Again, why do people fall for this bull, and doesn’t this enrage the consumer when they find out the truth?
The Onus Falls on You!
I started this blog in 2009, after my clients urged me relentlessly to start popularizing and spreading my methods. I’ve made tremendous progress in this regard. But in order for me to do my job, I need the public to step up their game and start calling out the perpetrators of propagating bullcrap.
When somebody completely fabricates glute anatomy, call B.S. on them. When somebody tells you that bodyweight squats alone are going to radically transform your glutes with their measly 20% glute activation, call B.S. on them. When somebody tells you that a glute bridge will transform the abdominals, call B.S. on them.
What do you think elicits higher tension and metabolic stress in the gluteus maximus (read THIS article to see why these are important for muscle hypertrophy), this type of training:
or this type of training?
Testimonials in the Past Couple Weeks Alone
I get emails from women and men every single day reporting excellent results once shifting to my methods. I decided to keep track of them over the past couple of weeks and ask the people sending me notes and pics if I could post them on my blog. Most of the people said yes. Here they are:
After over one year of glute training following advice from Bret Contreras, my butt is a completely different shape! – Jacqi
My local trainer friend Kelli Gubrud recently trained a female client using these same methods. Check out the transformation in just 8 weeks!
Here’s my other friend Katie Coles. Her butt is looking better than ever. She’s been training glutes 5 times per week, doing weighted hip abductions and weighted hip thrusts daily, focusing on form and feeling the glutes.
The methods that I espouse are based on the confluence of practical training and sports science.
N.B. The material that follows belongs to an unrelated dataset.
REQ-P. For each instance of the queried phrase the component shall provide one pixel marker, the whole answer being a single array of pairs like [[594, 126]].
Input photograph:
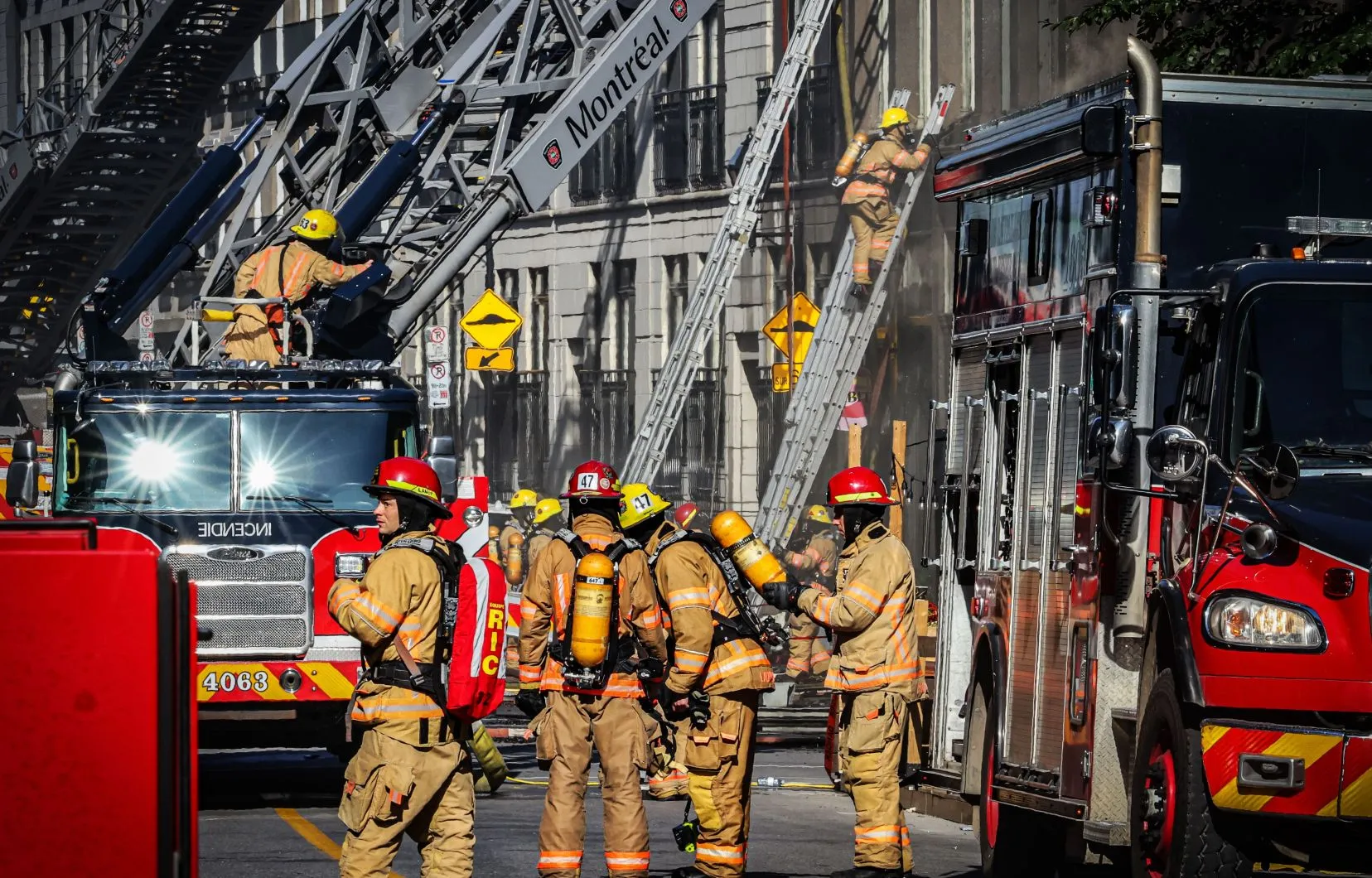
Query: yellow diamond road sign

I scour the journals, conduct EMG experiments, test methods with clients, keep what works, drop what doesn’t work, and constantly tinker to optimize the methodology. I wrote Strong Curves with Kellie Davis and started up Get Glutes with Kellie and Marianne Kane in order to provide consumers with the best possible training methods to produce results. I teamed up with the two most knowledgeable ladies on glute training that I know, and because our audience and feedback are growing, our methods are constantly evolving.
If you would like to achieve your best body ever, I urge you to continue seeking out the best information pertaining to physical transformation. Brazilian Butt Lift and Women’s Health Magazine will cater to your fears and avoid mentioning heavy strength training. But remember one thing:
“Rare is the set of shapely glutes that was sculpted by wimpy exercise.”
The vast majority of people need heavy load or advanced body weight exercises in order to reshape their glutes. I’ve got the un-photoshopped pictures to prove it!